Mayday! – Accidental Theatre – Review
by Cathy Brown
30/31st May, 2019 at Accidental Theatre
If it was possible to have any sympathy for Theresa May last week, spare a thought for playwright Rosemary Jenkinson, whose new show Mayday! was superseded by that surprise resignation. One of the perils of presenting up-to-the-minute satire on the political news of the day means being able to roll with the unexpected, but then Jenkinson has had great experience in doing just that.
Stepping in to the space left by her ‘Michelle & Arlene’ series, Rosemary Jenkinson’s latest installment of brash, topical farce turns her attention to another female politician – Theresa May, who would prefer to be known as the second female Prime Minister of Great Britain, rather than the Maybot Dancing Queen.
Following a sparky opening montage of Theresa’s resignation speech, sound tracked by the classic weepy hit ‘All By Myself’, we find ourselves in Theresa’s office, where she is musing on her premiership, complaining about Dim Dave, Bo-Jo and the ‘Euro-Septics’ and writing that very speech.

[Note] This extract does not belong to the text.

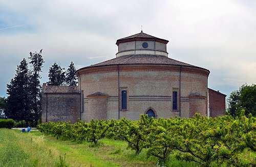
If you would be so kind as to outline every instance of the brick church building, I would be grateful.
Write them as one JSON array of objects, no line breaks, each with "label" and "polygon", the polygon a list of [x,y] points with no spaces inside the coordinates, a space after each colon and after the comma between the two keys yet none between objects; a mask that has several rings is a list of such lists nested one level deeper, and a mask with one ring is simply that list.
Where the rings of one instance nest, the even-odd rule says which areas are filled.
[{"label": "brick church building", "polygon": [[44,84],[42,122],[224,114],[209,70],[169,58],[168,42],[141,31],[117,40],[116,58],[78,69],[78,86]]}]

She is quite literally all by herself, with no company save for a bottle of whiskey, a telephone and a cardboard cut out of her arch nemesis Jeremy Corbyn.
Jo Donnelly bears little physical resemblance to May, but plays the role with gusto – all piercing eyes, pursed lips and leopard print heels. Those robotic dance moves even make an appearance. The fact that she appears to be reading from the script – cleverly disguised as the Withdrawal Agreement Bill – can be distracting, but is clearly a result of last minute rewrites to keep the show fresh and up-to-date. As she takes calls from her beloved husband, her loyal advisors and has an amusing chat with Karen Bradley, she takes out her frustrations on Jeremy, who answers her back at every turn.
Despite being solidly directed by Richard Laverty, the production lacks the spirit of fun that so infused the Michelle & Arlene series. This could be down to the character of Theresa May herself, who is something of a void in the personality stakes. There are clear attempts here to humanise her – references to her diabetes and her inability to have children – but considering that fact has trumped fiction, the stakes don’t feel high enough.
The lack of a foil for Donnelly to play off also leaves the show flatter than it could be and had the talking cardboard cut out of Corbyn been brought to life by an actual actor, then an opportunity for a tighter plot and more humour could have been realised.
As a rapid response to our rolling news culture, these short sharp productions are a breath of fresh theatrical air. However, given May’s resignation and the speed at which the political landscape is changing, it is unlikely that Rosemary Jenkinson will revive her hard-drinking, hard-bitten PM. It’s a shame as it would have been interesting to see where she and Donnelly could have taken their creation.
Undoubtedly, the shifting political landscape will soon provide ripe inspiration for Jenkinson’s sharp eye and sharper wit and it will be fun to see who she decides to lampoon next. let’s face it – like the Tory Party leadership contest, she has no shortage of candidates!